Captain Leon Smith, who has worked with Evans since the junior ranks, said the player “gave everything to that team shirt, sometimes when his ranking had no business being competitive at that level”. Evans is expected to be considered for one final tie in September’s group-stage week before stepping away from international duty entirely.
What Wimbledon will look like
Evans has played the Wimbledon main draw eight times, his best run coming in 2021 when he reached the third round before losing to Sebastian Korda in five sets on Court One. He has never been past the last 32 at any Grand Slam, a statistical ceiling that frustrated him publicly but which he addressed last year with characteristic bluntness: “I’m not Andy. I was never going to be Andy. I beat the people I should beat and I lost to most of the people I should lose to.”
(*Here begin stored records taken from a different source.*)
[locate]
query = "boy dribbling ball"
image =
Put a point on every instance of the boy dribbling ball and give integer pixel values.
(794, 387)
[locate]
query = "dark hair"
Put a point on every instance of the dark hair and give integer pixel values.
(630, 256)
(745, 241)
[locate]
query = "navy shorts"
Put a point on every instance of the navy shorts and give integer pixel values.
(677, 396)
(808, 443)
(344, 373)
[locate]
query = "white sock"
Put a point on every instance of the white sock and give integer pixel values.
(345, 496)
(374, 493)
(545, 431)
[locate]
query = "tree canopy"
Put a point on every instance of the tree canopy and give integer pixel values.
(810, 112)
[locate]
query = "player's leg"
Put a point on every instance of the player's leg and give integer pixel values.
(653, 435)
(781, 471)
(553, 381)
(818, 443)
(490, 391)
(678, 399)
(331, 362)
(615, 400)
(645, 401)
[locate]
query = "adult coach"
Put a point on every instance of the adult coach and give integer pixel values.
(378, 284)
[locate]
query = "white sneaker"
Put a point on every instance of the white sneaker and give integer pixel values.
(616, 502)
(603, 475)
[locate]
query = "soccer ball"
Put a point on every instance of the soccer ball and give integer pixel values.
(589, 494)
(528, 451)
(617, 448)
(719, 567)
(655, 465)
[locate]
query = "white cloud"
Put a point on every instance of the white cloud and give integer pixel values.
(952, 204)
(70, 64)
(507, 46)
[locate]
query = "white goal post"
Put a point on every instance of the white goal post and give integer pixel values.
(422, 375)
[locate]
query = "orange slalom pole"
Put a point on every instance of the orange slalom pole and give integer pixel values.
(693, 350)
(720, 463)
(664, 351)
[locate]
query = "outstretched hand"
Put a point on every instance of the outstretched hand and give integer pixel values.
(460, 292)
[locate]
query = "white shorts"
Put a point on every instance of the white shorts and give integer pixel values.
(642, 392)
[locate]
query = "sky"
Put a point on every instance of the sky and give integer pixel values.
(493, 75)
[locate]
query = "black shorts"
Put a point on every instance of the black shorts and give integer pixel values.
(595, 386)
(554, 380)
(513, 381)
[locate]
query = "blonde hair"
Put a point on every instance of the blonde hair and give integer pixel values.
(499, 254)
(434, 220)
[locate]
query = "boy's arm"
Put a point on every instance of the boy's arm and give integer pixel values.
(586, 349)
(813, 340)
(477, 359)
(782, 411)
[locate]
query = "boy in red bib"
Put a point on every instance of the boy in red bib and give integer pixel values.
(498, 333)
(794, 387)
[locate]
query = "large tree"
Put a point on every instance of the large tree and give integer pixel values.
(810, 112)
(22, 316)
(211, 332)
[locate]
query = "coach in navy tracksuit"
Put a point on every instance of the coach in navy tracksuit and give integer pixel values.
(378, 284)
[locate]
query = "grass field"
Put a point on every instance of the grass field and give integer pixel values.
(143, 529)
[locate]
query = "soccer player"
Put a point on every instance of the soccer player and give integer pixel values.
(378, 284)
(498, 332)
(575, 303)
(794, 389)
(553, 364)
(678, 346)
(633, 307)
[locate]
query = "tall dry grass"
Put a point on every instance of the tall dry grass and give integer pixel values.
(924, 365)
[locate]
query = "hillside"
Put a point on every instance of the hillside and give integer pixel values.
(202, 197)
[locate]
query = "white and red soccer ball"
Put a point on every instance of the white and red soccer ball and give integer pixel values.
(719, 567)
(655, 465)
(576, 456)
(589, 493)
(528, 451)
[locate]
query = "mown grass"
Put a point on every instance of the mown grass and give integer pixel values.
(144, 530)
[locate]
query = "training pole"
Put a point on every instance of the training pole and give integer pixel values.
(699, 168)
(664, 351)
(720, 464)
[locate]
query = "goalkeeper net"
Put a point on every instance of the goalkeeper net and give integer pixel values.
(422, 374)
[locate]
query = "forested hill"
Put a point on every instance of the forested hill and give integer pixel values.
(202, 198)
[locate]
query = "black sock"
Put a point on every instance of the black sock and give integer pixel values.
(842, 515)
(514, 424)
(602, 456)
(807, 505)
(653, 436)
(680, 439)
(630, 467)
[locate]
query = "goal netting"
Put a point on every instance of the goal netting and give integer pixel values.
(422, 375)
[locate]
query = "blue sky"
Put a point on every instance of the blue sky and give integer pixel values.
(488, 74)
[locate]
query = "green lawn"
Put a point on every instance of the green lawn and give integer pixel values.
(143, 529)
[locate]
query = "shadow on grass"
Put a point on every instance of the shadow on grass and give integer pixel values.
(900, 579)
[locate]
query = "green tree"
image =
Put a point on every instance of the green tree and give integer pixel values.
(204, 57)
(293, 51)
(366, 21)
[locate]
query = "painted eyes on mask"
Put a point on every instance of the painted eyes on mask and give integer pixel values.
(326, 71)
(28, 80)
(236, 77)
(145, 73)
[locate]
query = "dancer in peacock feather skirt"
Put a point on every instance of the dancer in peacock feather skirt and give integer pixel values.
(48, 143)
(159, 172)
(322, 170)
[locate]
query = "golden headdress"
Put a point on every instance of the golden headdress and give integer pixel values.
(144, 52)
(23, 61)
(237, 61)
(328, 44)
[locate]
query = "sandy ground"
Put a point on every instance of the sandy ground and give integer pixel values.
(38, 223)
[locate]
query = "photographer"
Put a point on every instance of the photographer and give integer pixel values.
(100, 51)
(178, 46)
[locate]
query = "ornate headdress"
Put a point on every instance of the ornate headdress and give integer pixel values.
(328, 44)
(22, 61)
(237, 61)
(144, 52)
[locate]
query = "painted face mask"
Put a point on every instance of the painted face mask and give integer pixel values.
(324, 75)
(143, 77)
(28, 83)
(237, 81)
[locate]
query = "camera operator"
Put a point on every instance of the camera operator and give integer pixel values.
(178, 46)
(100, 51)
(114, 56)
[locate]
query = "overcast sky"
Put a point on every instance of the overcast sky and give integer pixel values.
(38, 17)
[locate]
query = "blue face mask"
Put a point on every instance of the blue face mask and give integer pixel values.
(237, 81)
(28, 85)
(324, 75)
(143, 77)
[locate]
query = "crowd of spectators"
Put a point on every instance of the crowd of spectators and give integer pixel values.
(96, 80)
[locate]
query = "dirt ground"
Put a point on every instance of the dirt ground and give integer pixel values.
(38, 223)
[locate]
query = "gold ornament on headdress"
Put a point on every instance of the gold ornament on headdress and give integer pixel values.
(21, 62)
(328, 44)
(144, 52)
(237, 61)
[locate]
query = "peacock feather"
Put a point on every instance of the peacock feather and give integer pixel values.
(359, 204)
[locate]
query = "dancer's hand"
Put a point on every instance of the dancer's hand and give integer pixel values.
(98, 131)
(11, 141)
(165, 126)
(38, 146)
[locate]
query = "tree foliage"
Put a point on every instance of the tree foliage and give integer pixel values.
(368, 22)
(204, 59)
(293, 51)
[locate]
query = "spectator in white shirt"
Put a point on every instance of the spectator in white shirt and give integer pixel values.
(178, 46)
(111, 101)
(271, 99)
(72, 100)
His departure leaves Jack Draper, Cameron Norrie and Jacob Fearnley as the senior British men’s contingent, with 17-year-old Henry Searle and 19-year-old Charlie Robertson the most credible junior successors. None brings Evans’ particular cocktail of slice backhand, net coverage and on-court temper — a combination that produced wins over Djokovic, Stefanos Tsitsipas, Felix Auger-Aliassime and Alexander Zverev across his career.
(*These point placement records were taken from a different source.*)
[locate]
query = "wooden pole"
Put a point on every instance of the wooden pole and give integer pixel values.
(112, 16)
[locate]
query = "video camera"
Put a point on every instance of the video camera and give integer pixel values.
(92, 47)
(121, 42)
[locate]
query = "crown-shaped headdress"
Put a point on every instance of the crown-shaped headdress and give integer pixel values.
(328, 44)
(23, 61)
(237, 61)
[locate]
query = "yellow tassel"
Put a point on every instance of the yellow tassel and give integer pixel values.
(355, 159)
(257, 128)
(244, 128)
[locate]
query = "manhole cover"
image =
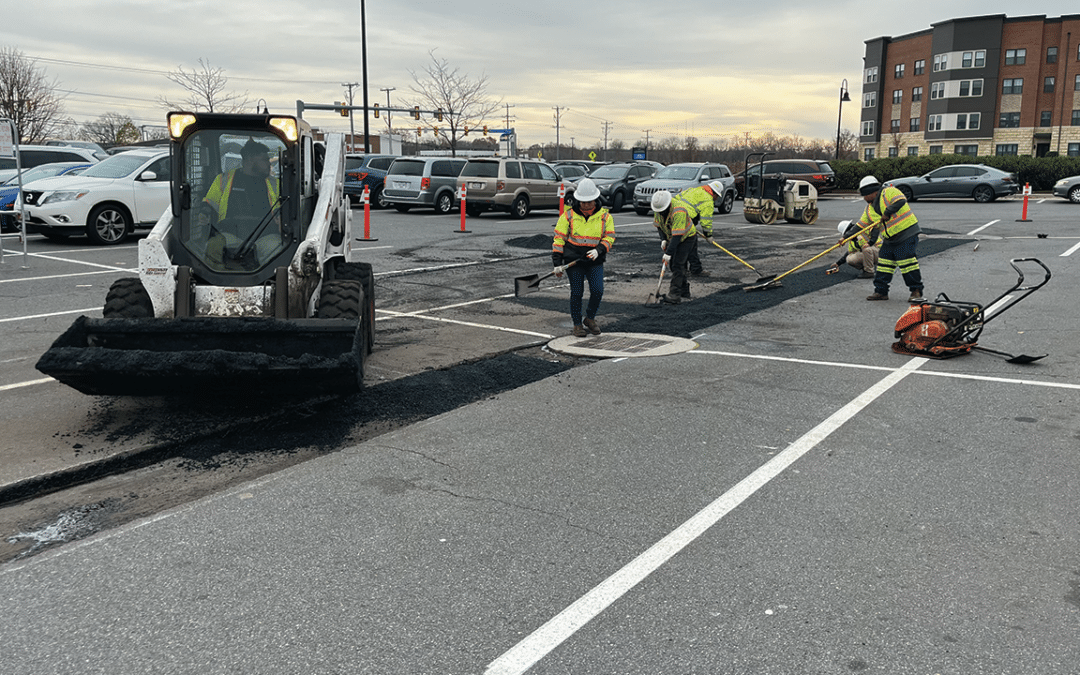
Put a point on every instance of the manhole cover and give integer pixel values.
(612, 345)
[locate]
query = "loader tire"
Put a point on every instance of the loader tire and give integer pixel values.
(127, 299)
(361, 272)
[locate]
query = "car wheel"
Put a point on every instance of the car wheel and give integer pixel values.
(521, 207)
(983, 193)
(444, 203)
(127, 299)
(728, 202)
(108, 225)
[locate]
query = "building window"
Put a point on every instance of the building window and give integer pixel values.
(1015, 57)
(1009, 120)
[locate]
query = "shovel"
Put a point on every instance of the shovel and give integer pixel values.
(775, 281)
(760, 278)
(530, 283)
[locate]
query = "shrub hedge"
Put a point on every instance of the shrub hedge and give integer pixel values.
(1041, 172)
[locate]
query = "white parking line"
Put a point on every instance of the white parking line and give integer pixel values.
(980, 229)
(526, 653)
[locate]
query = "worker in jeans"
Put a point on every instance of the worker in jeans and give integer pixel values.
(674, 223)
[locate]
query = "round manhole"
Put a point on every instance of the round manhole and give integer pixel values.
(613, 345)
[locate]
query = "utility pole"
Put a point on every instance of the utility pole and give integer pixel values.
(349, 85)
(556, 109)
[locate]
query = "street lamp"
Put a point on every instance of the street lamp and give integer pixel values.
(844, 96)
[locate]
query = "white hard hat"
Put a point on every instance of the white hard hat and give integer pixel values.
(661, 200)
(586, 190)
(868, 185)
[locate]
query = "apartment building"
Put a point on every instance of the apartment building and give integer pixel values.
(979, 85)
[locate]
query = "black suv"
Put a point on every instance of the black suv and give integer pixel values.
(817, 173)
(617, 183)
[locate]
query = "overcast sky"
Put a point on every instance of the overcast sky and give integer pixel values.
(711, 69)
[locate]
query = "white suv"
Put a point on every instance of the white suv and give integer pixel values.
(106, 202)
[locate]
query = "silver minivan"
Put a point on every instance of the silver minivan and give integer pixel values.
(424, 181)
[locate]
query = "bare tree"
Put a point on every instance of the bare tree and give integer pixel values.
(464, 102)
(27, 97)
(205, 91)
(111, 129)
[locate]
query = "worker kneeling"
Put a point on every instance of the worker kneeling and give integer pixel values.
(862, 251)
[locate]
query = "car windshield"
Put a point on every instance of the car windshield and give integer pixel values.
(116, 166)
(677, 173)
(609, 172)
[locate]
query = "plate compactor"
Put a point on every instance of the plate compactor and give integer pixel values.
(946, 328)
(234, 292)
(767, 199)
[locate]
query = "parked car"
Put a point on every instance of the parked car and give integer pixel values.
(106, 202)
(1068, 188)
(617, 183)
(817, 173)
(979, 181)
(512, 185)
(36, 156)
(429, 181)
(10, 189)
(369, 170)
(678, 177)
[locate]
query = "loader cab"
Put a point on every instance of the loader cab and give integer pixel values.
(243, 192)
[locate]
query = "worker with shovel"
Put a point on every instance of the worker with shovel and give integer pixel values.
(583, 237)
(900, 238)
(674, 221)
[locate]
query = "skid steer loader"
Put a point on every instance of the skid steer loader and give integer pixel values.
(767, 199)
(234, 295)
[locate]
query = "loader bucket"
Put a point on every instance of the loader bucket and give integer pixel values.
(208, 355)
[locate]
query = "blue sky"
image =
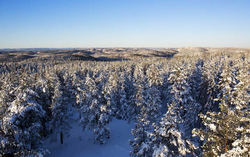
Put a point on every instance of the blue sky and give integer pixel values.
(124, 23)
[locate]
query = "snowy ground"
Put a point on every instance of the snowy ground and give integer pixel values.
(81, 144)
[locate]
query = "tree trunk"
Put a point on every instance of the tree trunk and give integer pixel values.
(61, 137)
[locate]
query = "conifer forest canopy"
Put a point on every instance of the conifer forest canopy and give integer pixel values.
(181, 101)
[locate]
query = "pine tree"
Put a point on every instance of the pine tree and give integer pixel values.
(60, 108)
(150, 104)
(226, 132)
(96, 113)
(167, 139)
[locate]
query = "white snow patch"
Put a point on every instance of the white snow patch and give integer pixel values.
(82, 143)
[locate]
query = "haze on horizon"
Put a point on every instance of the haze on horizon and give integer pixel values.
(124, 23)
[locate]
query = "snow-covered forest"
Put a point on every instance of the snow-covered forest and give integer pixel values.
(180, 106)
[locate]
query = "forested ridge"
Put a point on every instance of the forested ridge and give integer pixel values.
(181, 106)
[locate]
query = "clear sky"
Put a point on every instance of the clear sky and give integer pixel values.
(124, 23)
Evans confirmed he will move into a coaching role with the LTA’s national academy in Loughborough from September, with a particular brief to work with players transitioning from juniors to the Challenger tour. “I made every mistake you can make in this sport,” he said. “If I can save the next group from making two or three of them, that’s a decent way to stay involved.”
The Wimbledon main draw begins on 29 June. Evans is expected to be scheduled on one of the show courts for his opening match, with the All England Club confirming it will mark the occasion formally regardless of result.